Retrieving bond information from PDB files

JacobAnter commented 2 years ago

Hello,

in some cases, the PDBFile seems to have difficulties retrieving bond information from PDB files. To be more precise, this occurred when trying to read a PDB file returned from the ClusPro web server for protein-protein docking (https://cluspro.org/login.php). The PDB file is attached at the end of the issue.

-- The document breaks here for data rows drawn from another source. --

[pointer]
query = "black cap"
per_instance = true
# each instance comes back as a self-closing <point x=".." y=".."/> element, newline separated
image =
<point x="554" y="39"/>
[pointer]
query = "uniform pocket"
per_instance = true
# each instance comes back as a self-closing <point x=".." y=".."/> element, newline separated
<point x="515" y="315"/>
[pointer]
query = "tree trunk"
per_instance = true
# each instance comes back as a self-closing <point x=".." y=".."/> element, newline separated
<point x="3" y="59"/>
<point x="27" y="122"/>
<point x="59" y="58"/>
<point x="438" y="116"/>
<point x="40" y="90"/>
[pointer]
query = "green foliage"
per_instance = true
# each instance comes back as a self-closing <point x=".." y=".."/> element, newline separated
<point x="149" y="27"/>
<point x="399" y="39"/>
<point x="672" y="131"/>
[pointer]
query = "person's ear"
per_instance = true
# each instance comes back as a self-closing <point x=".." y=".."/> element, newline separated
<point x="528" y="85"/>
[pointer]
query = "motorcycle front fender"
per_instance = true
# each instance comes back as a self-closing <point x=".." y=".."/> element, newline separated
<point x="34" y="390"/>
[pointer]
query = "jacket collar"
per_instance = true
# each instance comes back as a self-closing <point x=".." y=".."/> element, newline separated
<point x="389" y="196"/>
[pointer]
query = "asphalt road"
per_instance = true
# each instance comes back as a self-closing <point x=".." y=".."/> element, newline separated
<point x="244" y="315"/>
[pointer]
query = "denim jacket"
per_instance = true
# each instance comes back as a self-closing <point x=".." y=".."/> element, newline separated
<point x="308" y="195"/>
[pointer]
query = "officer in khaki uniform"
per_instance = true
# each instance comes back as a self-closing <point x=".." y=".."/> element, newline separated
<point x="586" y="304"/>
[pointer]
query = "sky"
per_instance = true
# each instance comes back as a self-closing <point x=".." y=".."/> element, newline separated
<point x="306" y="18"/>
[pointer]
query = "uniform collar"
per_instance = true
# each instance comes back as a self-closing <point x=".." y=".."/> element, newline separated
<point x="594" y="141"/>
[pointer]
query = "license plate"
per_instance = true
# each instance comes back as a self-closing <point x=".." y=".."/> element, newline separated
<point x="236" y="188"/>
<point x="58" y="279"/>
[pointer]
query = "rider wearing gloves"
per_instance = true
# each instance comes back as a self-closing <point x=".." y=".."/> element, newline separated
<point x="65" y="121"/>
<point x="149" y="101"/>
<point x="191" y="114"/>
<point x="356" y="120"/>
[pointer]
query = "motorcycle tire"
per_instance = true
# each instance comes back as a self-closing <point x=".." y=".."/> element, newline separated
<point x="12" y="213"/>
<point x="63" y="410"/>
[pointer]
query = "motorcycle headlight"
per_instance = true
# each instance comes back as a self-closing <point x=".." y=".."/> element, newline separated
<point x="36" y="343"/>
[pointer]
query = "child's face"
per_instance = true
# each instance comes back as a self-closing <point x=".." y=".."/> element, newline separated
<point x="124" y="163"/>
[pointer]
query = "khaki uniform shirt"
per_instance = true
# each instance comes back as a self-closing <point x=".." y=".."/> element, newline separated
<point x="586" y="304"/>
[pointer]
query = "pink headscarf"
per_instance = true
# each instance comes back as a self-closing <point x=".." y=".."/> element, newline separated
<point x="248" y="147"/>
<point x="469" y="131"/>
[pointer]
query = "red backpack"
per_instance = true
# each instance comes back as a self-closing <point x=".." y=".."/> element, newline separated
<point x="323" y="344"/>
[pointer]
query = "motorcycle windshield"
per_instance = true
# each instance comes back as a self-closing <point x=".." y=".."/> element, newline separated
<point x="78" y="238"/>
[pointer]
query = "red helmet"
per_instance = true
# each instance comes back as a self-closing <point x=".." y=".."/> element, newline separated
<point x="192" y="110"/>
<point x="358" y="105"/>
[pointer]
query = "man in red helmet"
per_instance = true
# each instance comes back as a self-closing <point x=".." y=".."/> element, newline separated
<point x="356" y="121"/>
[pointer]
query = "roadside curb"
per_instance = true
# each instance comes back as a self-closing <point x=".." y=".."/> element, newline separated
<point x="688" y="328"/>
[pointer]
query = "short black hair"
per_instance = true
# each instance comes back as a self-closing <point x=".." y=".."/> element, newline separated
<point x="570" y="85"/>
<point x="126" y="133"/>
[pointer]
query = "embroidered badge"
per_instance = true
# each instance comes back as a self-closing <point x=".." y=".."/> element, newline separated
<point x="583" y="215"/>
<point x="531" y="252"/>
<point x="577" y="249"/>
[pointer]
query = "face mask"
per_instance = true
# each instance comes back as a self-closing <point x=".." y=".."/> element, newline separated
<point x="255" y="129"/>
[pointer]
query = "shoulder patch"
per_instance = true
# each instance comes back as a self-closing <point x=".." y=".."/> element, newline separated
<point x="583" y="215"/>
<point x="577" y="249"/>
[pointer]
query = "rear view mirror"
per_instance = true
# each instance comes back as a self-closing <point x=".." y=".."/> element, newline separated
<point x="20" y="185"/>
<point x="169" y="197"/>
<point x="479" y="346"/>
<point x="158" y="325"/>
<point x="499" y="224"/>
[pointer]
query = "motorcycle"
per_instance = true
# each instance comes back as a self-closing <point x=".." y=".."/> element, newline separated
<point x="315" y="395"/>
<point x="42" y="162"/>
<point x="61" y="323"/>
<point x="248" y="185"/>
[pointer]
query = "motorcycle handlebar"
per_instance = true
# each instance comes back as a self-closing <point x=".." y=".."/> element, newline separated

To be more precise, I tried to execute the following code snippet:

from biotite.structure.io.pdb import PDBFile

suspicious_pdb_file = PDBFile.read("docking_pose_GR_51_balanced.01.pdb")
suspicious_atom_array = suspicious_pdb_file.get_structure(
    model=1,
    include_bonds=True
)

This, however, resulted in an IndexError: IndexError: index 2522 is out of bounds for axis 0 with size 2522

Surprisingly, however, it is possible to load this PDB file into PyMol via the GUI and to retain the bond information; alpha-helices and beta-sheets are correctly depicted. This might indicate that the respective PDB file belongs to some edge case Biotite does not cover yet. The assumption that the provided PDB file differs from "conventional" ones is also due to a comparison to PDB files obtained from the Protein Data Bank: In the file for structure 7krj, for example, representing a ternary complex, the three proteins comprised in this complex (Hsp90, P23 and Glucocorticoid receptor) are not separated into different structures, or, in other words, the keyword "END" only appears once, at the end. In case of the PDB file returned by the ClusPro web server, however, receptor and ligand indeed are separated into to different structures, as indicated by the fact that the keyword "END" occurs twice.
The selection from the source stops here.